LONDON (Reuters) – Small businesses, from restaurants to nightclubs and wedding planners to beauty parlours, on Friday won the right to insurance payouts after Britain’s highest court ruled many policies should cover losses caused by coronavirus lockdowns.
Six of the world’s largest commercial insurers — Hiscox, RSA, QBE, Argenta, Arch and MS Amlin — argued many business interruption policies did not cover widespread disruption after government efforts to curb the virus from last March.
But the UK Supreme Court unanimously dismissed appeals by the insurers after scrutinising non-damage insurance policy clauses — which cover disease, denial of access to business premises and hybrid clauses — in a comprehensive victory for the regulator and policyholders.
The Financial Conduct Authority brought the closely-watched test case on behalf of policyholders last June, saying it could affect 370,000 policyholders and 60 insurers, paving the way for an estimated 1.2 billion pounds ($1.6 billion) in claims.
Alistair Handyside, chair of the Professional Association of Self-Caterers UK, said he was delighted by a judgment that would mean survival for many amid a third lockdown.
Some policyholders, however, are weary.
“It would appear we have won another battle this morning 10 months too late,” said Murray Pulman, who runs The Posh Partridge cafe in Dorchester, southwest England.
“The war is not over, however,” he said. “Getting payment, compensation and costs … is another whole new fight which begins today.”
QBE FACES LATE PAYMENT CLAIM
Sonia Campbell, a partner at law firm Mishcon de Reya who represents a group of policyholders, said she would be seeking damages for late payment from QBE. The Australian-listed insurer was not immediately available for comment.

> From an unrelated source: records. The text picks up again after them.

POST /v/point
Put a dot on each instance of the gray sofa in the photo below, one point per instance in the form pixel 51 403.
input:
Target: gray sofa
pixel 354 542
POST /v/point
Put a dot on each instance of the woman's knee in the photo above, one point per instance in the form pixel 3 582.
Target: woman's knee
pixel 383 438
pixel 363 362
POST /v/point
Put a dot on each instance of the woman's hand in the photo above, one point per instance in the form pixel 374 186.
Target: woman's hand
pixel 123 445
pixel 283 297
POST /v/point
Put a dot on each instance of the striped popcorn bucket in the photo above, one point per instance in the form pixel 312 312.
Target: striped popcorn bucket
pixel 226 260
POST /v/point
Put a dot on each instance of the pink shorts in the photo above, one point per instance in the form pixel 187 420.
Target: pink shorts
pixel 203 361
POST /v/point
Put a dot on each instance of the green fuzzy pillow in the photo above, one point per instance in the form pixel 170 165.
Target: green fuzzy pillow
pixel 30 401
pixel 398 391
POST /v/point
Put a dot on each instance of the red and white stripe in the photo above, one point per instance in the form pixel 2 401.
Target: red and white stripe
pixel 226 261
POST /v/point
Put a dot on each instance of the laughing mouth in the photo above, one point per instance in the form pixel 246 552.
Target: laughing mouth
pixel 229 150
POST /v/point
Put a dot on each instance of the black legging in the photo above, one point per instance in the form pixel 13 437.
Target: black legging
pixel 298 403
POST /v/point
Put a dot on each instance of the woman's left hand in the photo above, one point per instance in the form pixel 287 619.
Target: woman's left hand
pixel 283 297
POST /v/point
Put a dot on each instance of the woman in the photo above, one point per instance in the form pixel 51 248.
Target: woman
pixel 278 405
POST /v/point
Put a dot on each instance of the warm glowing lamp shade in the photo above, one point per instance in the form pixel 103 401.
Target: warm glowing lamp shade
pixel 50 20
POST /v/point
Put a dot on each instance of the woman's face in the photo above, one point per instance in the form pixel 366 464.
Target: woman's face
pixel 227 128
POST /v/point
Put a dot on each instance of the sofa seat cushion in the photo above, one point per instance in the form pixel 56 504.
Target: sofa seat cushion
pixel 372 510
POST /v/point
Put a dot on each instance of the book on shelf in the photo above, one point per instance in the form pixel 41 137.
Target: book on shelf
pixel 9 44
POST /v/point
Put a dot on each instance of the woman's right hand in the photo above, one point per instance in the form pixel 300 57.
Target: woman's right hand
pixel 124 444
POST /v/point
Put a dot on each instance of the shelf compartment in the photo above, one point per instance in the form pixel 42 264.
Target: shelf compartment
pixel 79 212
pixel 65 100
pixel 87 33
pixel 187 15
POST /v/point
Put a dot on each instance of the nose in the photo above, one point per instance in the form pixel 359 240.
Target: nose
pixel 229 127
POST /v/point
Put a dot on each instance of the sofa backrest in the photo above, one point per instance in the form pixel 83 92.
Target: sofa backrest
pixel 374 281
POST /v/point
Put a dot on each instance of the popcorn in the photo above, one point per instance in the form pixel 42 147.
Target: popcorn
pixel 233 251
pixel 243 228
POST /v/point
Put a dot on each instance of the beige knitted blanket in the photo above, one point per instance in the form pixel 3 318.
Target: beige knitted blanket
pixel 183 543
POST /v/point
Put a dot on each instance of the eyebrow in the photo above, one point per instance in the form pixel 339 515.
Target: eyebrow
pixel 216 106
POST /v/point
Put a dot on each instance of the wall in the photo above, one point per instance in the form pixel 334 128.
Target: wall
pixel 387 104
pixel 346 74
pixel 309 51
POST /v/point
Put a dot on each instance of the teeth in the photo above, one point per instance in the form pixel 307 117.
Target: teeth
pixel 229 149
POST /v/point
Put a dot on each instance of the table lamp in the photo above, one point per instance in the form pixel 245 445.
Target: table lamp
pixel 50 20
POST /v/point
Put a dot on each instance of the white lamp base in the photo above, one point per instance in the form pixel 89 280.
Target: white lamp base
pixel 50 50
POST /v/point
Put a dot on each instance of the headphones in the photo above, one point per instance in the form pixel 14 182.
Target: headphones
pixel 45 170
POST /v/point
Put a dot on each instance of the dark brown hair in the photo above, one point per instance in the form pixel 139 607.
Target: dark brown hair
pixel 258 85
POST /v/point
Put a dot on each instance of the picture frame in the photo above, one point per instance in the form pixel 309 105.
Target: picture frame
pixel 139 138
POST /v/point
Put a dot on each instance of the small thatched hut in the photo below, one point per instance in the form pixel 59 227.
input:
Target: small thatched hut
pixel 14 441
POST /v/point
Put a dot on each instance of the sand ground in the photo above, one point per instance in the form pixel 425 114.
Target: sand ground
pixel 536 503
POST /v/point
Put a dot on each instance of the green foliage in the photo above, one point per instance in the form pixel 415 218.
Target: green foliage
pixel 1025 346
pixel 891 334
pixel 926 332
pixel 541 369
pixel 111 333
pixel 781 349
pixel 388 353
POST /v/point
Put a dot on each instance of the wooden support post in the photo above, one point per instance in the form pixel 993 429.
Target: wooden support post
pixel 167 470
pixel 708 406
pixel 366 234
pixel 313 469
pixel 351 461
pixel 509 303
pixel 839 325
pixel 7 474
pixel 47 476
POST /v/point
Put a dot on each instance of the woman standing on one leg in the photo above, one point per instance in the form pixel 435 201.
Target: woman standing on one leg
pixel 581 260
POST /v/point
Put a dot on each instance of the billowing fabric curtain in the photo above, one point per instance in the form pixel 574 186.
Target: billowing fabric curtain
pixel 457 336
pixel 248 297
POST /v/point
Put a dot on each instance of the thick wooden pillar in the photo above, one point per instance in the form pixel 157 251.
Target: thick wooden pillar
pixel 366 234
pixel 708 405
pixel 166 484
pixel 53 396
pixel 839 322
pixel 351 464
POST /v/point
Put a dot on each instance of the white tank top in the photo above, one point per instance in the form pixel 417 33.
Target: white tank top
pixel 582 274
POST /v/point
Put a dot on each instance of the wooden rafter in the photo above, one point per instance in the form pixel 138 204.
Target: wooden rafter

Hiscox, MS Amlin, Argenta and RSA said they would be paying claims as soon as possible. Arch stated that some of its policy wordings would now respond to pandemic claims.

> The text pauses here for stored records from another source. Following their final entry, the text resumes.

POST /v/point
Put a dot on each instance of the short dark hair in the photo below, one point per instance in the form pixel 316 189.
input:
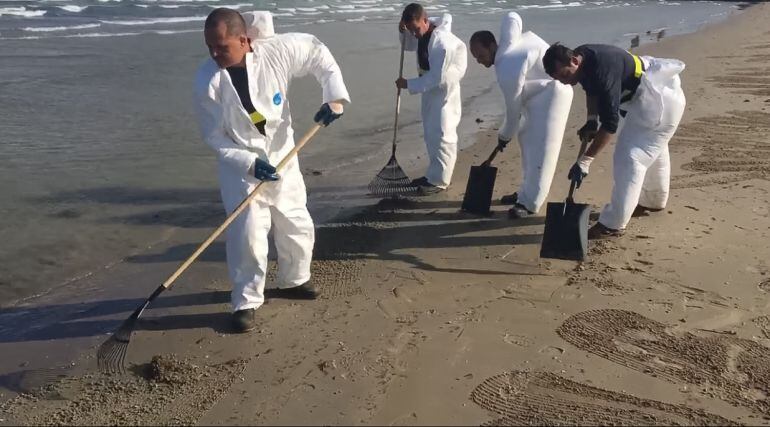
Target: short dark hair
pixel 236 25
pixel 484 38
pixel 555 56
pixel 412 12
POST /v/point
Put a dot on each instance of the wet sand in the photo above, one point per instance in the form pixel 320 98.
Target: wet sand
pixel 431 316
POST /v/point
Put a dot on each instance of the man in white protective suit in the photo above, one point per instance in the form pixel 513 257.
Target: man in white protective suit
pixel 442 60
pixel 243 112
pixel 536 107
pixel 641 97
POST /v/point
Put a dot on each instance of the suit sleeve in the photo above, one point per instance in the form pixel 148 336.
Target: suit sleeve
pixel 511 82
pixel 434 77
pixel 608 94
pixel 309 56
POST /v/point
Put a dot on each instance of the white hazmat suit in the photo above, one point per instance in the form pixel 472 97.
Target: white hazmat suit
pixel 537 108
pixel 441 104
pixel 641 164
pixel 227 128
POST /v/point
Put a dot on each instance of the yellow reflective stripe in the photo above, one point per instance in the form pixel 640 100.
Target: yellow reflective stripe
pixel 256 117
pixel 638 69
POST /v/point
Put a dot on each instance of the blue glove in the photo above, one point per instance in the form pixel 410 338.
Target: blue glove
pixel 325 115
pixel 579 170
pixel 264 171
pixel 589 130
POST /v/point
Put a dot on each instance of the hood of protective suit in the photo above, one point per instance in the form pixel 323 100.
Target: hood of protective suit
pixel 510 29
pixel 443 22
pixel 259 24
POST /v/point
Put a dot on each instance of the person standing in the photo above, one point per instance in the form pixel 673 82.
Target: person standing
pixel 642 99
pixel 240 98
pixel 442 60
pixel 536 107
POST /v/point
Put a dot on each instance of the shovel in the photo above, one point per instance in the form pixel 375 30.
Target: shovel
pixel 566 226
pixel 481 183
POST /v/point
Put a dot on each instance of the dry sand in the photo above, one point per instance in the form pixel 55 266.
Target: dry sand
pixel 430 316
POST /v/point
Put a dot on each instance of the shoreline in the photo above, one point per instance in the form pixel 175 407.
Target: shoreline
pixel 424 278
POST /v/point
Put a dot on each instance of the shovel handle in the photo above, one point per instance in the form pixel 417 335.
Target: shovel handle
pixel 491 156
pixel 573 183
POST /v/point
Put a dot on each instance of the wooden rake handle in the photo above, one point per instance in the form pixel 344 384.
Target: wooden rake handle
pixel 398 92
pixel 230 218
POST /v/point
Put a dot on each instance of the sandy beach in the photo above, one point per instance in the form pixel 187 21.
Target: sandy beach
pixel 433 316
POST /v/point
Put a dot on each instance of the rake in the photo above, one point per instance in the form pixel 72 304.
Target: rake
pixel 112 353
pixel 392 180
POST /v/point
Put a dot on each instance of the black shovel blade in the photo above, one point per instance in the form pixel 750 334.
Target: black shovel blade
pixel 478 192
pixel 566 231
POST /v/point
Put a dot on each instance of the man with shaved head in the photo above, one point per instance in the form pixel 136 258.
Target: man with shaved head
pixel 241 101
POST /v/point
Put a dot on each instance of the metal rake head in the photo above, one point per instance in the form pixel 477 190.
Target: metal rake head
pixel 391 180
pixel 111 355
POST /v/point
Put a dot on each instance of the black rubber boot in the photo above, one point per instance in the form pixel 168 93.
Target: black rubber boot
pixel 303 291
pixel 244 320
pixel 519 211
pixel 510 199
pixel 599 231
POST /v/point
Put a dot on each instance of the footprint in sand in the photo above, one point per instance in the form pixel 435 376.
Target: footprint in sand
pixel 541 398
pixel 736 370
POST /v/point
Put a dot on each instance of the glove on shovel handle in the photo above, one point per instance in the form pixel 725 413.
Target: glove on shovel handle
pixel 573 183
pixel 491 156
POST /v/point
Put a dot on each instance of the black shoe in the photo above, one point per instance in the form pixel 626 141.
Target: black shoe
pixel 644 211
pixel 303 291
pixel 419 181
pixel 599 231
pixel 244 320
pixel 510 199
pixel 519 211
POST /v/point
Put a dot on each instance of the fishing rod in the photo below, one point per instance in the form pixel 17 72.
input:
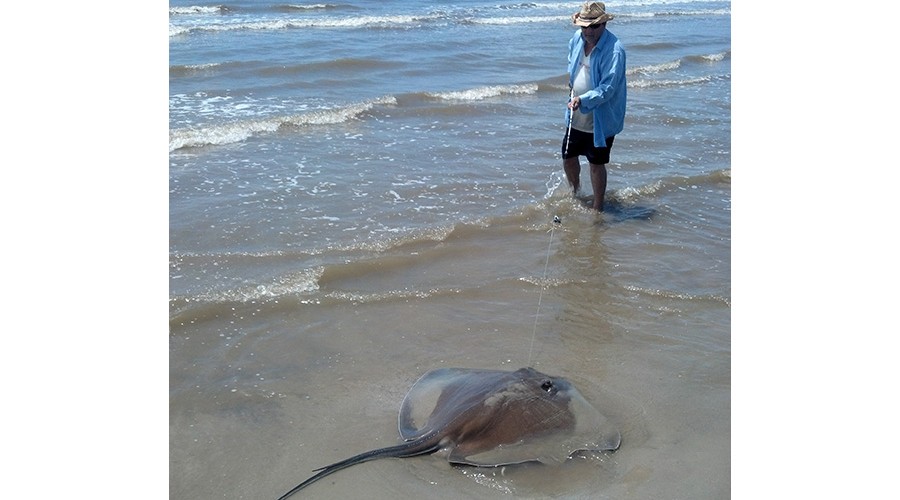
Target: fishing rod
pixel 569 128
pixel 556 220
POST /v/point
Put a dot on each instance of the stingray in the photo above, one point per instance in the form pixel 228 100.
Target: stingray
pixel 489 418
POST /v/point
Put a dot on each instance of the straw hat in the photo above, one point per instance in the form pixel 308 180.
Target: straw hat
pixel 591 13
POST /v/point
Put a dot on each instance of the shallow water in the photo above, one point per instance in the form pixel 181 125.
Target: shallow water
pixel 345 217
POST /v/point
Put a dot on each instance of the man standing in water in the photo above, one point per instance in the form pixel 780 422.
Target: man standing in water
pixel 597 80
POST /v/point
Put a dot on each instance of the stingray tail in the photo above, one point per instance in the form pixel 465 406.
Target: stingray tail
pixel 425 447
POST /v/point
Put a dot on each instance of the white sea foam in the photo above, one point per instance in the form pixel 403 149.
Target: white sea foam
pixel 654 68
pixel 241 130
pixel 644 84
pixel 518 20
pixel 715 57
pixel 196 9
pixel 480 93
pixel 281 24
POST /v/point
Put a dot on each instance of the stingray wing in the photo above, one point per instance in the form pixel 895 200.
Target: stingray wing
pixel 443 395
pixel 540 430
pixel 494 417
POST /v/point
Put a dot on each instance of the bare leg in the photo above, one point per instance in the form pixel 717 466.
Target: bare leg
pixel 573 173
pixel 598 182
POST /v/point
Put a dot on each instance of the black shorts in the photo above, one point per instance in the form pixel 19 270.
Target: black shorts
pixel 583 145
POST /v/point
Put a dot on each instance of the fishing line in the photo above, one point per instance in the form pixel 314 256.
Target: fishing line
pixel 569 128
pixel 541 295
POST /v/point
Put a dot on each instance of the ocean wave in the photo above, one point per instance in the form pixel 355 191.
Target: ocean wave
pixel 229 133
pixel 646 84
pixel 316 6
pixel 516 20
pixel 666 294
pixel 480 93
pixel 303 282
pixel 300 23
pixel 198 9
pixel 654 68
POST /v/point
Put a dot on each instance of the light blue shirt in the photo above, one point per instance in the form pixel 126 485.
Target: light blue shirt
pixel 607 99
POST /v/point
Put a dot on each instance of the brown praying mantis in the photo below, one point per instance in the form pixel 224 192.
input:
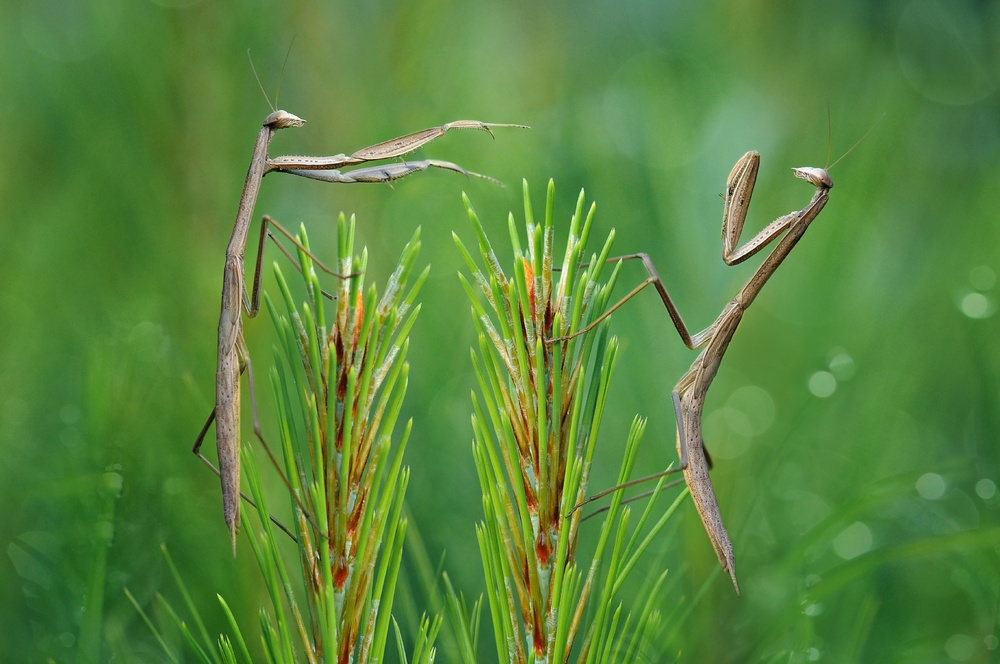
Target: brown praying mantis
pixel 233 357
pixel 689 394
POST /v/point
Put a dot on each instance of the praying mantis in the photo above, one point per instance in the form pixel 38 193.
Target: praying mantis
pixel 233 357
pixel 689 393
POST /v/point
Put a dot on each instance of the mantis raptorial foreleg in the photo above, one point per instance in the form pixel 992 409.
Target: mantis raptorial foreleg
pixel 232 355
pixel 689 393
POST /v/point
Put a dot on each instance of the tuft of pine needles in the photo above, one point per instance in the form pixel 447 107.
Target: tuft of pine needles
pixel 535 423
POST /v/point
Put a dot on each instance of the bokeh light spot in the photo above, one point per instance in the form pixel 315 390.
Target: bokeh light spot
pixel 853 541
pixel 841 364
pixel 977 305
pixel 757 407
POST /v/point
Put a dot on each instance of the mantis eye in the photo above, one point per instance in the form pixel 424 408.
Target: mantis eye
pixel 817 177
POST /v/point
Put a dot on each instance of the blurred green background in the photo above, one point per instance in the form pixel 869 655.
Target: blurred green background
pixel 855 419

Hiscox, whose shares dropped more than 5% before recovering, estimated its 2020 estimate for pandemic-related business interruption had risen by $48 million net of reinsurance, bringing total claims to 136 million pounds.
Barclays analysts said the ruling was negative for insurers but no “game-changer”.
The FCA said it would work with insurers to ensure they settled claims quickly and made interim payments if possible.
The case turned on the wordings of business interruption policies with clauses offering cover when insured premises cannot be accessed because of public authority restrictions, in the event of a notifiable disease within a specified radius and hybrid wordings.
Insurers said they were paying valid claims but that they could not provide limitless cover for losses when the bulk of an economy was shut down and people consigned to their homes in the toughest restrictions on public life since World War Two.
London’s High Court ruled last September that some insurers had been wrong to deny cover, prompting six insurers, the FCA and the Hiscox Action Group of policyholders to challenge elements of the ruling they had lost. The case leapfrogged the Court of Appeal because of its critical nature.
Christopher Croft, CEO of insurance brokers’ association LIIBA, said the industry’s reputation had been damaged. “We need to think hard about how we redress that,” he said.